В субботу повторился очередной сюжет: Пересветов и Ослябин ужинают в ресторане «Ерофей Палыч», Карен поит Генриха. Пили-то они вместе, только Карен спокойно мог выпить если не море, то уж, по крайней мере, Бискайский залив, а Генрих быстро и с удовольствием начинал тонуть.
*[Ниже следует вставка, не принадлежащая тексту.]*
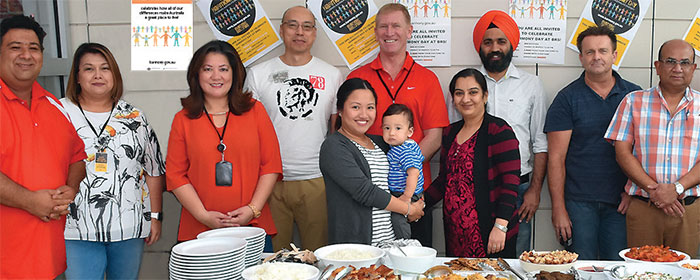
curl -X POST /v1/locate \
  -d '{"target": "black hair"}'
[382,103,413,127]
[0,15,46,51]
[335,78,377,129]
[450,68,489,97]
[576,26,617,52]
[657,40,695,63]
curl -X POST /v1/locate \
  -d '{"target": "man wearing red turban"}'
[473,11,547,256]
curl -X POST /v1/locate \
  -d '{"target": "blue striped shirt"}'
[386,139,425,194]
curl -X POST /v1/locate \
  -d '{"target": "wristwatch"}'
[151,212,163,221]
[493,223,508,233]
[673,182,685,195]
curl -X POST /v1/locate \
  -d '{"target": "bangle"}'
[248,203,262,219]
[493,223,508,232]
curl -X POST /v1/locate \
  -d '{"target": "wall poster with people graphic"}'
[683,6,700,55]
[129,0,194,71]
[393,0,452,66]
[507,0,568,64]
[195,0,282,66]
[306,0,379,69]
[567,0,651,70]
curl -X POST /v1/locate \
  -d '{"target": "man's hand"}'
[657,200,685,218]
[25,190,63,222]
[146,219,162,246]
[647,184,678,208]
[518,188,540,222]
[552,207,571,240]
[617,192,632,215]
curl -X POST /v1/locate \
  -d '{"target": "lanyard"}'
[204,107,231,154]
[375,61,416,103]
[78,102,117,138]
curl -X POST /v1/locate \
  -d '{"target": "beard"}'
[479,48,513,73]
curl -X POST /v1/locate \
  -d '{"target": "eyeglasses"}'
[661,58,695,69]
[282,20,316,32]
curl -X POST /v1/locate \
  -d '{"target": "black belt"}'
[520,173,530,185]
[632,195,698,205]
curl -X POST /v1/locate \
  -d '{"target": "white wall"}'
[61,0,700,278]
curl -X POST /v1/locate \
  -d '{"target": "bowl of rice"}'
[241,262,320,280]
[314,243,384,268]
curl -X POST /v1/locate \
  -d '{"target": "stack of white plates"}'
[168,237,246,280]
[197,227,265,267]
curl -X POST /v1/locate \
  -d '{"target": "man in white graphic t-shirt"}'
[245,6,344,251]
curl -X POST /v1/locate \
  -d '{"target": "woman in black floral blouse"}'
[61,43,165,279]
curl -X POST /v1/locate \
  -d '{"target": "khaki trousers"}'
[269,177,328,252]
[627,197,700,258]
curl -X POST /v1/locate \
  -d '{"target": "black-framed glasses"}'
[282,20,316,32]
[661,57,695,69]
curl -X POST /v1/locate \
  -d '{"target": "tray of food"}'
[605,263,693,280]
[619,245,690,264]
[519,250,578,272]
[417,265,518,280]
[324,264,401,280]
[445,258,503,271]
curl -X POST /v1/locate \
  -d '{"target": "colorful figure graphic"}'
[131,27,141,47]
[151,27,160,47]
[160,27,170,47]
[170,30,182,47]
[559,1,566,19]
[182,27,192,47]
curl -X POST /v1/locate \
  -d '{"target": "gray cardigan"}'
[319,132,391,244]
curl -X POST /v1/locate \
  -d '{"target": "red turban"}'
[474,10,520,52]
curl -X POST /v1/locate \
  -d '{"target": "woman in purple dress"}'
[425,68,520,258]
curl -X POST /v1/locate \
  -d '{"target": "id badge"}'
[95,153,107,172]
[216,160,233,187]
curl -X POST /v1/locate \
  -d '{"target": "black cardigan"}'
[319,132,391,244]
[425,114,520,256]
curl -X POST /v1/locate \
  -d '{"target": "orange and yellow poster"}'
[567,0,651,70]
[306,0,379,69]
[197,0,282,66]
[683,6,700,55]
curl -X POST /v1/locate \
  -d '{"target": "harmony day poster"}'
[567,0,651,70]
[508,0,568,64]
[195,0,282,67]
[129,0,194,71]
[683,6,700,55]
[394,0,452,66]
[306,0,379,69]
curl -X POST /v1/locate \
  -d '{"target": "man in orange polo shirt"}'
[348,3,450,246]
[0,15,86,279]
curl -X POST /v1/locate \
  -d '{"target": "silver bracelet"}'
[493,223,508,232]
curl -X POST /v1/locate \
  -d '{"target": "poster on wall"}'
[393,0,452,66]
[129,0,194,71]
[683,6,700,55]
[508,0,568,64]
[195,0,282,66]
[567,0,651,70]
[306,0,379,69]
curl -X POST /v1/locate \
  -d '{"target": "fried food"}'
[329,265,401,280]
[432,273,508,280]
[625,245,685,262]
[535,271,576,280]
[520,250,578,264]
[445,258,503,271]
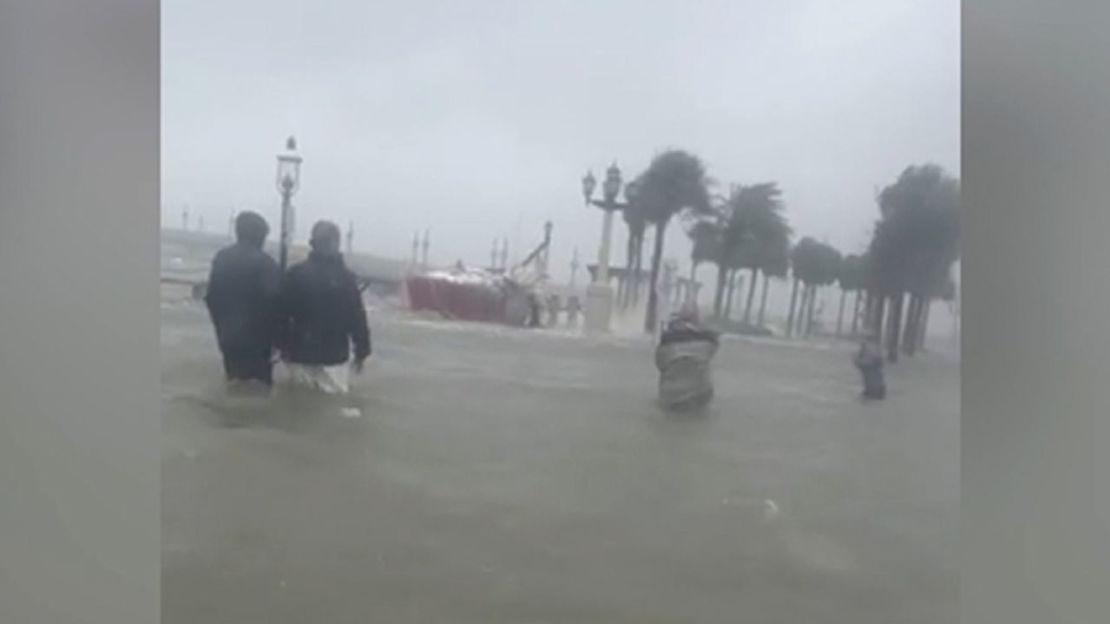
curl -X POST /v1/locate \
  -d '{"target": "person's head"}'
[309,221,342,255]
[675,301,699,323]
[235,210,270,248]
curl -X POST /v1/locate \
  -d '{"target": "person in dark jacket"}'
[204,212,281,385]
[655,305,719,412]
[281,221,371,394]
[852,338,887,401]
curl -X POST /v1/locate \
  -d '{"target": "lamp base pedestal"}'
[585,283,613,334]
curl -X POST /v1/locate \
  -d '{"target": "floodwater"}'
[162,290,959,624]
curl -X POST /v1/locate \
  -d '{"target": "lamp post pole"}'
[582,162,638,333]
[278,137,302,273]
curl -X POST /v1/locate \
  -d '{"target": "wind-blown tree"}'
[756,238,790,328]
[617,172,647,308]
[714,187,749,320]
[729,182,790,324]
[836,253,864,336]
[786,236,821,335]
[869,164,960,362]
[638,150,712,333]
[806,243,842,335]
[686,218,722,308]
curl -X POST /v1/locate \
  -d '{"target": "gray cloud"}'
[162,0,959,277]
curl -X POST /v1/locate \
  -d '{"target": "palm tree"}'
[787,236,821,335]
[756,239,790,328]
[836,254,864,336]
[686,218,720,308]
[617,170,647,308]
[639,150,712,333]
[729,182,790,324]
[870,164,960,362]
[806,243,841,335]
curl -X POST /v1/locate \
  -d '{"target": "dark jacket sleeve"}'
[346,275,371,361]
[204,253,226,346]
[260,255,289,349]
[274,263,301,351]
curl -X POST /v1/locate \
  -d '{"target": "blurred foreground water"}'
[162,288,959,624]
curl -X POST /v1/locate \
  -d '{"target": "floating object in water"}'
[764,499,781,522]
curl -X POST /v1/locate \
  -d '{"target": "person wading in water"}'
[281,221,371,394]
[204,211,281,389]
[655,305,719,411]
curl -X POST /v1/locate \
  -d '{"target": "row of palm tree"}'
[622,150,959,353]
[865,164,960,362]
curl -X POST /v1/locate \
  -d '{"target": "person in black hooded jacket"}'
[204,211,281,385]
[281,221,371,393]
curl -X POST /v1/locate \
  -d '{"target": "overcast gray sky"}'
[162,0,960,279]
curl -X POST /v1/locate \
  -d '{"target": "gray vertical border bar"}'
[0,0,160,624]
[961,0,1110,624]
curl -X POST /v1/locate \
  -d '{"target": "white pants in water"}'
[287,362,351,394]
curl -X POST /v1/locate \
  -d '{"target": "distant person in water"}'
[655,304,718,411]
[281,221,371,394]
[852,336,887,401]
[566,294,582,329]
[204,212,281,386]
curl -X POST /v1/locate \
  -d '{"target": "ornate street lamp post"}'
[276,137,301,272]
[582,162,637,333]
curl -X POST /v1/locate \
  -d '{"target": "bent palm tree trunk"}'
[744,268,759,325]
[901,294,921,356]
[871,293,887,343]
[887,292,906,363]
[851,290,860,336]
[806,284,817,336]
[644,222,667,333]
[617,232,636,308]
[786,278,800,336]
[917,298,932,351]
[756,273,770,328]
[796,284,813,335]
[713,264,728,319]
[836,289,848,338]
[725,270,736,321]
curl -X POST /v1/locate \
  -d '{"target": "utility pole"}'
[571,245,579,289]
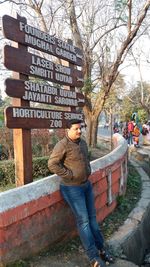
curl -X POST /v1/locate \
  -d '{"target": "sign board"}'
[4,45,83,87]
[5,107,83,129]
[5,79,85,107]
[2,15,83,66]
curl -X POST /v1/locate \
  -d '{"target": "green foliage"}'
[0,160,15,186]
[102,164,141,238]
[33,157,50,179]
[6,260,29,267]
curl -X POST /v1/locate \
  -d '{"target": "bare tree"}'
[1,0,150,147]
[65,0,150,146]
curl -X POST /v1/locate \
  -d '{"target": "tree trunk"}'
[85,111,99,147]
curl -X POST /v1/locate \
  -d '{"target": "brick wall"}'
[0,134,127,267]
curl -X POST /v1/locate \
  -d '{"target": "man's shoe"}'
[100,248,114,265]
[91,259,106,267]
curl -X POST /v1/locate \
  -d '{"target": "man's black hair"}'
[66,119,83,129]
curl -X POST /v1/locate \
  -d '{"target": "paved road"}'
[98,126,111,137]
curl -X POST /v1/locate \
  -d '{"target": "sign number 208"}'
[50,120,62,128]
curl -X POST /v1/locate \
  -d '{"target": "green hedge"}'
[0,157,50,186]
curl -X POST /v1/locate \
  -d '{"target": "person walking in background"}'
[128,121,134,145]
[132,125,140,147]
[48,120,113,267]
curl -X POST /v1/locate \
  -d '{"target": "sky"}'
[0,2,150,97]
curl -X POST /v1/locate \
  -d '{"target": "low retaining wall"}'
[0,134,128,267]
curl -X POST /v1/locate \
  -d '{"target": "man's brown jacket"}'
[48,136,91,185]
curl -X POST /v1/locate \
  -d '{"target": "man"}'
[48,120,113,267]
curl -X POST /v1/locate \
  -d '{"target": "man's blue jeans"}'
[60,181,103,260]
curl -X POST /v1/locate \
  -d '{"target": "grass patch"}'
[101,164,142,239]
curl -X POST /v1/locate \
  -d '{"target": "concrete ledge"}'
[108,161,150,265]
[0,134,128,266]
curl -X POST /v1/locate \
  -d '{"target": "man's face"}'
[67,123,81,141]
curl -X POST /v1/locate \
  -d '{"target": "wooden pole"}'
[12,14,33,186]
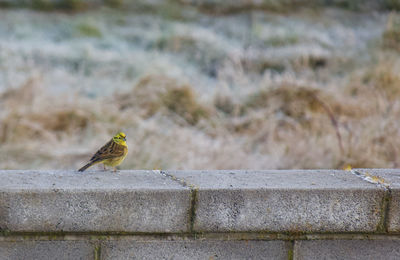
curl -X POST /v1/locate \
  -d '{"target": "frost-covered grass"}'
[0,6,400,169]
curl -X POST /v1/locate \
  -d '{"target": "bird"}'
[78,132,128,172]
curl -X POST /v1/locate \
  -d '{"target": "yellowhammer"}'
[79,132,128,172]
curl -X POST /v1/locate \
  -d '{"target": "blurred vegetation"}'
[0,5,400,169]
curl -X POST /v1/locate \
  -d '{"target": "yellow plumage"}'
[79,132,128,172]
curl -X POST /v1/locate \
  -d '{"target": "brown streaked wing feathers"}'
[90,139,126,162]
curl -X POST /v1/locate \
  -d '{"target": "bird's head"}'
[113,132,126,146]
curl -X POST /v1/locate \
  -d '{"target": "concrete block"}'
[359,169,400,232]
[168,170,384,232]
[101,240,289,260]
[294,240,400,260]
[0,171,191,233]
[0,241,95,260]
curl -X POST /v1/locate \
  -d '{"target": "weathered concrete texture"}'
[168,170,384,232]
[294,240,400,260]
[0,241,95,260]
[0,171,190,233]
[101,240,289,260]
[359,169,400,232]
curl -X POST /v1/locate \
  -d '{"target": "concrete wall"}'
[0,169,400,260]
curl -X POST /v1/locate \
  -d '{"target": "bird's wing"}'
[90,139,126,162]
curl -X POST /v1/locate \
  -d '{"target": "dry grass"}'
[0,8,400,169]
[0,59,400,169]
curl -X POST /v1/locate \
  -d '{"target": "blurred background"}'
[0,0,400,169]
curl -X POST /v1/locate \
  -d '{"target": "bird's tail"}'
[78,162,95,172]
«Покупаем б/у поддоны», – Генрих не без труда составил слова из букв, раскиданных по цыплячье-желтой рекламной подложке, ярко выделявшейся на серой газетке, которую он по привычке оставил на краю стола. Генрих до сих пор верил в личный мониторинг случайных возможностей. В конце концов, именно так он когда-то купил за бесценок свой первый склад в районе улицы Кирпичные Выемки и закрепился в Москве. Карен же мыслью не отставал: успевал и другу подливать, и себя не забывал.

– Да брось, братушка, – усмехнулся он. – Сколько можно… Детство это…

– А помнишь, как ты меня с забора толкнул? – поинтересовался Генрих с нетрезвым добродушием, способным в любой момент дать ростки ссоры. Но не так-то просто было переиграть Карена Пересветова:

– А ты мне в морду дал перед всем строем на физре, – он очень правдоподобно изобразил на лице неизжитую юношескую травму и позор поражения. – А я всего-то хотел с тебя трусы сдернуть!

– «Всего-то», – проворчал чрезвычайно довольный Генрих. – Посмотрите на него. Это перед всеми девчонками, среди которых, между прочим, была и Лида.

Имя «Ли-и-и-ида» Генрих протянул длинно и, насколько это возможно для человека, интересующегося «б/у поддонами», трепетно. Лида стала позже носить фамилию Ослябина, чему в немалой степени способствовала абортированная попытка унижения Генриха перед физкультурным строем. Каренова рука питоном метнулась к резинке Генриховых спортивных трусов и… дернула, Генрих взвился, как помесь овода с аспидом, развернулся и крайне неумело, но с восхитительным плескучим звуком шлепнул Карена вялым кулаком по щеке. Строй охнул. Лида кинулась к… Карену, который то ли от неожиданности, то ли взаправду потеряв равновесие, рухнул наземь и пребольно стукнулся затылком, но сознания не потерял и, что самое удивительное, не обиделся, а сделал какие-то выводы. Дело было в девятом классе.

Много воды утекло в Малой Кокшаге с того дня. Карен прогулял с Лидой девятый и десятый классы и ушел в армию. А когда пришел, Лида была замужем за Генрихом.

Я верю в силу слова. Я верю в то, что оно было в начале, иэто слово было Бог. Это слово было; я верю.

Пролетел негромкий ангел, прерываемый лишь щелканьем глоток, жеванием и шелестом сизокрылого оперения. Что это было, что-то про Слово? Как будто обрывок чьей-то чужой мысли, столь уверенной и всеобъемлющей, что не остановить ее было ни холодному воздуху улиц, ни ресторанным стенам. Да и то сказать, они ведь когда-то давали друг другу какое-то слово… то ли быть братьями до гробовой доски, то ли довести друг друга до нее же?.. Последнее – вряд ли. Не вслух.